Normalization is first considered during logical datamodel design. It is a set of rules which ensure that each entity type has a well-defined primary key and each non-key attribute depends solely and fully upon that primary key.

Partitioning comes in during physical database design, when we start to map logical attributes to physical columns and determine the operational characteristics required from the system. Sometimes it is an optimisation added after testing under load because performance was found to be inadequate. It can also play a role in implementing a data retention policy.

In partitioning we recognise that a table is made from rows and columns. When we partition we separate some of those rows (or columns) from the others and hold them in a physically different location.

Horizontal partitioning is when some rows are stored in one table, and some in another. There could be many sub-tables. A typical example is when currently-active transactional data is separated from old "archive" data. This keeps "hot" data compact, with associated performance improvements. We many be able to make the archive tables read-only, compressed and on cheaper disk, too.

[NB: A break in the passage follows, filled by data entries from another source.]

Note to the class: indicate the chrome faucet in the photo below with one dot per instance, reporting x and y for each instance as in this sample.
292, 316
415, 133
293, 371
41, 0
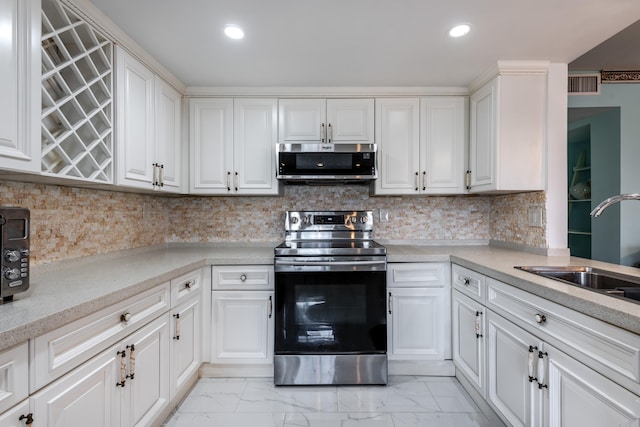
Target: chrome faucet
597, 211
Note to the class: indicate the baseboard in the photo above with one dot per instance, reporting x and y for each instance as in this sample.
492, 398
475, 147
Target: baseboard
494, 419
438, 368
211, 370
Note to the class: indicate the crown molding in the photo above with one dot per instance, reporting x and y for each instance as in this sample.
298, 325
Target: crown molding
89, 12
323, 92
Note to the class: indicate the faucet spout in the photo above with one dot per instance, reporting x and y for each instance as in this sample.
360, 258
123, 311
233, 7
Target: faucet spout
597, 211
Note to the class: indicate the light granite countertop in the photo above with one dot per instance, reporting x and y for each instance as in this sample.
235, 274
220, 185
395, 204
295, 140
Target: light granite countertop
69, 290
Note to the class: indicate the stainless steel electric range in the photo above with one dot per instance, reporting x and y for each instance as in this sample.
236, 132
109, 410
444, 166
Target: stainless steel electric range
330, 300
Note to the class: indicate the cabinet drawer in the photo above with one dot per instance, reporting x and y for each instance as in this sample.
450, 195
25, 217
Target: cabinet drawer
62, 349
604, 347
468, 282
241, 277
14, 375
185, 287
408, 275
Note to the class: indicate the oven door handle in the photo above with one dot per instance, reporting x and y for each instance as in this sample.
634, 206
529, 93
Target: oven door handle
328, 263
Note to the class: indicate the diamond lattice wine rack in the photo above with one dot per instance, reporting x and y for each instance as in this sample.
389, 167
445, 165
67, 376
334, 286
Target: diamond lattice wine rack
77, 97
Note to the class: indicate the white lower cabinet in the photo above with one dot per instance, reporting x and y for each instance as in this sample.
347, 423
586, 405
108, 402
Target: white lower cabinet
546, 365
469, 340
125, 385
512, 356
581, 397
418, 312
186, 326
242, 327
18, 416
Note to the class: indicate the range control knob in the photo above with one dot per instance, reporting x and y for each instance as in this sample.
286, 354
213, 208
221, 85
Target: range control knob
12, 255
12, 273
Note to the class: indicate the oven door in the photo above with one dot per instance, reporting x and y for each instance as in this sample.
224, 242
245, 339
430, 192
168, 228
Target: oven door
330, 312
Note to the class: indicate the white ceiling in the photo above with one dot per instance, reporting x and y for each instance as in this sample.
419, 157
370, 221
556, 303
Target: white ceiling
361, 42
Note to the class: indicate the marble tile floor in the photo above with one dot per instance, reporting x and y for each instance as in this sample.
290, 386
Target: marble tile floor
256, 402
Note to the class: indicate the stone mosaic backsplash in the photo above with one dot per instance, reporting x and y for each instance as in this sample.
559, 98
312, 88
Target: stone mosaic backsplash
68, 222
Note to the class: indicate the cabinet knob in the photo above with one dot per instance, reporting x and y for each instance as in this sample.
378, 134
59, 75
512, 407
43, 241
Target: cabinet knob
28, 419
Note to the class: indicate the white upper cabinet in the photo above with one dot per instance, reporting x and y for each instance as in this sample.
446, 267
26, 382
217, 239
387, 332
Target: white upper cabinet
19, 84
149, 127
233, 146
421, 145
507, 128
442, 144
320, 121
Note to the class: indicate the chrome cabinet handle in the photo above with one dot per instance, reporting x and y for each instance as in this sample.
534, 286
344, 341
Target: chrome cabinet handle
177, 334
541, 370
28, 419
123, 368
478, 324
531, 365
132, 361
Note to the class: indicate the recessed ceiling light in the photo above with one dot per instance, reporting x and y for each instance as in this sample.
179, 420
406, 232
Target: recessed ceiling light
233, 32
459, 30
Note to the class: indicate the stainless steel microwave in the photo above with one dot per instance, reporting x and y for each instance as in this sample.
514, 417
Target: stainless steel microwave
14, 250
326, 163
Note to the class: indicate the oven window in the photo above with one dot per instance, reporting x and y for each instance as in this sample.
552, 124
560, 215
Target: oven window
330, 312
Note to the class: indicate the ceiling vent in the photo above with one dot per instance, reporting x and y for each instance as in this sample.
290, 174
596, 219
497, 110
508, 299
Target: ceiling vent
584, 84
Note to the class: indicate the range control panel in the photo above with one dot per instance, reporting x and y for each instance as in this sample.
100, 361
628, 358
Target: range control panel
329, 221
14, 251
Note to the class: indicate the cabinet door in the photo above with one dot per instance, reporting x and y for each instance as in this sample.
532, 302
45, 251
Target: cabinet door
86, 396
483, 134
302, 121
186, 321
442, 142
397, 136
211, 145
416, 318
136, 121
19, 84
469, 341
510, 391
243, 327
581, 397
168, 151
255, 136
350, 121
148, 390
14, 375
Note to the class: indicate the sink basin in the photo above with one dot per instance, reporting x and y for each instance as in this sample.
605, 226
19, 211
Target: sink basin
604, 281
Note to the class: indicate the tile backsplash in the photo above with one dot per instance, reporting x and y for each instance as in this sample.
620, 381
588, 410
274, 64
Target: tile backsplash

As the next step each partition may be moved onto separate hardware. This is commonly know as "sharding." Advantages include being able to use many cheaper boxes rather than one very large, very expensive server, and being able to position a user's data geographically close to her. The cost is increased application complexity. Some DBMS incorporate this ability natively.

Vertical partitioning is when some columns are moved to a different table or tables. Similar to horizontal partitioning the motivation is to keep the "hot" table small so access is faster. Say you run an e-marketing company. 99% for the time you need a person's name and email address and nothing else. These will go in one table and all the other stuff which is useful but seldom-used - birthday, golf handicap, PA's phone number etc. - go in a different table. It can also help when the partitions have different update regimes or are owned by different sections of the business. The two tables can have the same primary key column, and corresponding rows could have the same key value. While it is possible to have multiple vertical partitions for a table, and to shard vertically, I've never come across it.

Vertical and horizontal partitioning can be mixed. One may choose to keep all closed orders in a single table and open ones in a separate table i.e. two horizontal partitions. For the open orders, order data may be in one vertical partition and fulfilment data in a separate partition.

The techniques I've talked about are ways to change the design to improve performance. Scaling is when you change the hardware. One can scale up by buying a bigger box with more RAM, CPU or faster disk, or scale out by moving some of the work onto a different box. Scale up is sometimes called scaling vertically whereas scale out can be called horizontal scaling. While horizontal scaling and sharding have an obvious relationship they are not synonymous. It would be possible to use replication technologies to copy an entire database to another location for use by the users there, thus achieving scale-out, without having to partition any tables.